Le jugement déféré sera infirmé de ce chef.
- Sur la demande en paiement des journées de récupération et du 13ème mois de l'année 2018
Le jugement déféré est ainsi rédigé :
« Le Conseil constate qu'aucune des deux parties n'a fourni les bulletins de salaire de l'année ainsi concernée. En l'absence d'éléments factuels, le Conseil ne pourra donner une suite favorable à cette demande. »
* Les journées de récupération étant la contrepartie d'heures supplémentaires effectuées, et le solde de tout compte ne faisant pas état de leur paiement, il convient de condamner la société à verser à M. [H] la somme de 414,12 euros bruts au titre des 42 heures de récupération.
***
Le contrat de travail de M. [H] ne prévoyait pas le paiement d'un 13ème mois.
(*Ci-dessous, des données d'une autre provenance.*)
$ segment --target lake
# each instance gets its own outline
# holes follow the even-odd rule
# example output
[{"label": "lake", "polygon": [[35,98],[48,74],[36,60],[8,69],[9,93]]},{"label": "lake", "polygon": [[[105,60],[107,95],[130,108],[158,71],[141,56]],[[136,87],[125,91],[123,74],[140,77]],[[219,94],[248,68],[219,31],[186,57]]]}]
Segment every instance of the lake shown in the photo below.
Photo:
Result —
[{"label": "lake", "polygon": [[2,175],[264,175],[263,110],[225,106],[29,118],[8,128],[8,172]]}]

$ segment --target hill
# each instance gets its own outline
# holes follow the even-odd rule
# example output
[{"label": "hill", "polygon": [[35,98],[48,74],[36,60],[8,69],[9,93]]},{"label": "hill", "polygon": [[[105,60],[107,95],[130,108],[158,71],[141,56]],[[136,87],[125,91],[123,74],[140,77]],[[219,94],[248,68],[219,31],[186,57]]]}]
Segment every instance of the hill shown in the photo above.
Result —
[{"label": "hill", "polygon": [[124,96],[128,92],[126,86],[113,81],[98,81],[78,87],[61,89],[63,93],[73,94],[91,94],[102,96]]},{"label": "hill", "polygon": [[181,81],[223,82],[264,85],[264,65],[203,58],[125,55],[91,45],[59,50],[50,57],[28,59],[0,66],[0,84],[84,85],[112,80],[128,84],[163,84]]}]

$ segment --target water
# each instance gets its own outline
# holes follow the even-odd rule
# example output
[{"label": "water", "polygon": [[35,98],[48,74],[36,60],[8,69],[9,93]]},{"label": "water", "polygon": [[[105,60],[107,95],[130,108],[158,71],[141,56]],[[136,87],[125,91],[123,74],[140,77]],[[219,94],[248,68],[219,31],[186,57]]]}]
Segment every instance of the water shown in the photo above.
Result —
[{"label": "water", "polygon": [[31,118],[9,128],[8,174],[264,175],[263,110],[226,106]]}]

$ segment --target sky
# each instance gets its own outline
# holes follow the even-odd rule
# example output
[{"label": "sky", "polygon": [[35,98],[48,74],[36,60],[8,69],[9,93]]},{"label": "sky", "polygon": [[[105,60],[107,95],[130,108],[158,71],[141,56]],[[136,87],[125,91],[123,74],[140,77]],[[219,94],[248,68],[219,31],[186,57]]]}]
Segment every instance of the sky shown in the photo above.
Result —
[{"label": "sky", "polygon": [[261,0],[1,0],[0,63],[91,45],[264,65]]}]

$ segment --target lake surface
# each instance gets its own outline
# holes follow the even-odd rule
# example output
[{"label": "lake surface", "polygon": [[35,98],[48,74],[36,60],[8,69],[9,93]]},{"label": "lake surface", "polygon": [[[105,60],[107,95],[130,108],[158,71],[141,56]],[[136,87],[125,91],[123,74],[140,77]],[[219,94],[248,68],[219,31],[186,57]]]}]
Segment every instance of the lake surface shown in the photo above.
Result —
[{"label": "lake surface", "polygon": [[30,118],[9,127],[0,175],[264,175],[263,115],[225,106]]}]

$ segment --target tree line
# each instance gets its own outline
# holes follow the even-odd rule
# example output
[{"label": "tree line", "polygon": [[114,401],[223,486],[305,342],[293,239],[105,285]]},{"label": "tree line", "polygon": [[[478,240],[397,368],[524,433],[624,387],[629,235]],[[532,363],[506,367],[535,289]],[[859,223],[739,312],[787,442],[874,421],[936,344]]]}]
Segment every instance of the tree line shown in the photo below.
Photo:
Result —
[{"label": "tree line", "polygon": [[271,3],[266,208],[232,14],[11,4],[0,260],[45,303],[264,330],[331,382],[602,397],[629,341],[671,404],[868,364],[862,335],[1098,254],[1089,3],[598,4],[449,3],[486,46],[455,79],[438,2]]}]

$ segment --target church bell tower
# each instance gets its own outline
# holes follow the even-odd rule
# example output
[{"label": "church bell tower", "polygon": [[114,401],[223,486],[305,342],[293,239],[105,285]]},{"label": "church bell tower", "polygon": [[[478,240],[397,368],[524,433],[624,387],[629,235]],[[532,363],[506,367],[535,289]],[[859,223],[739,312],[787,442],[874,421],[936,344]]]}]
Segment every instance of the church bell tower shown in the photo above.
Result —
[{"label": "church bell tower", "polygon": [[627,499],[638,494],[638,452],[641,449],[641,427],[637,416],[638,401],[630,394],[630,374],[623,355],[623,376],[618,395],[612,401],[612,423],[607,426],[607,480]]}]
En revanche, il a perçu en juin 2018 une prime annuelle d'un montant de 959,08 euros.
Dès lors que la prime litigieuse, qui n'était pas prévue par le contrat de travail, avait été jusqu'alors attribuée de manière discrétionnaire par l'employeur, en l'absence de caractère obligatoire, le salarié n'est pas fondé à demander le paiement d'une somme à ce titre pour l'année considérée.
Sur les autres demandes
La société Boulanger devra délivrer un bulletin de salaire récapitulatif des sommes allouées, un certificat de travail, un reçu pour solde de tout compte ainsi qu'une attestation France Travail (anciennement Pôle Emploi) rectifiés en considération des condamnations prononcées et ce, dans le délai de deux mois à compter de la signification de la présente décision, la mesure d'astreinte sollicitée n'étant pas en l'état justifiée.
La société, qui succombe à l'instance sera condamnée aux dépens ainsi qu'à payer à M. [H] la somme de 4.000 euros sur le fondement de l'article 700 du code de procédure civile.
PAR CES MOTIFS,
La cour,
Infirme le jugement déféré sauf en ce qu'il a débouté M. [H] de ses demandes au titre de la violation du statut protecteur de salarié protégé et du paiement d'un 13ème mois,
Statuant à nouveau,
Dit nul le licenciement de M [H],
Condamne la société Boulanger à verser à M. [H] les sommes de :
- 2.500 euros à titre de dommages et intérêts en réparation du harcèlement subi,
- 2.000 euros à titre de dommages et intérêts pour manquement de l'employeur à son obligation de sécurité,
- 891,40 euros bruts au titre du rappel de salaire retenu du 25 février 2019 au 13 mars 2019,
- 89,14 euros bruts au titre des congés payés y afférents,
- 414,12 euros bruts à titre de rappel de salaire pour les heures de récupération non rémunérées,
- 15.000 euros à titre de dommages et intérêts en réparation du préjudice résultant du licenciement nul,
Dit que la société Boulanger devra délivrer un bulletin de salaire récapitulatif des sommes allouées, un certificat de travail, un reçu pour solde de tout compte ainsi qu'une attestation France Travail rectifiés en considération des condamnations prononcées et ce, dans le délai de deux mois à compter de la signification de la présente décision,
Dit n'y avoir lieu au prononcé d'une mesure d'astreinte,
Condamne la société Boulanger aux dépens ainsi qu'à verser à M. [H] la somme de 4.000 euros sur le fondement de l'article 700 du code de procédure civile.
Signé par Sylvie Hylaire, présidente et par A.-Marie Lacour-Rivière, greffier, auquel la minute de la décision a été remise par le magistrat signataire.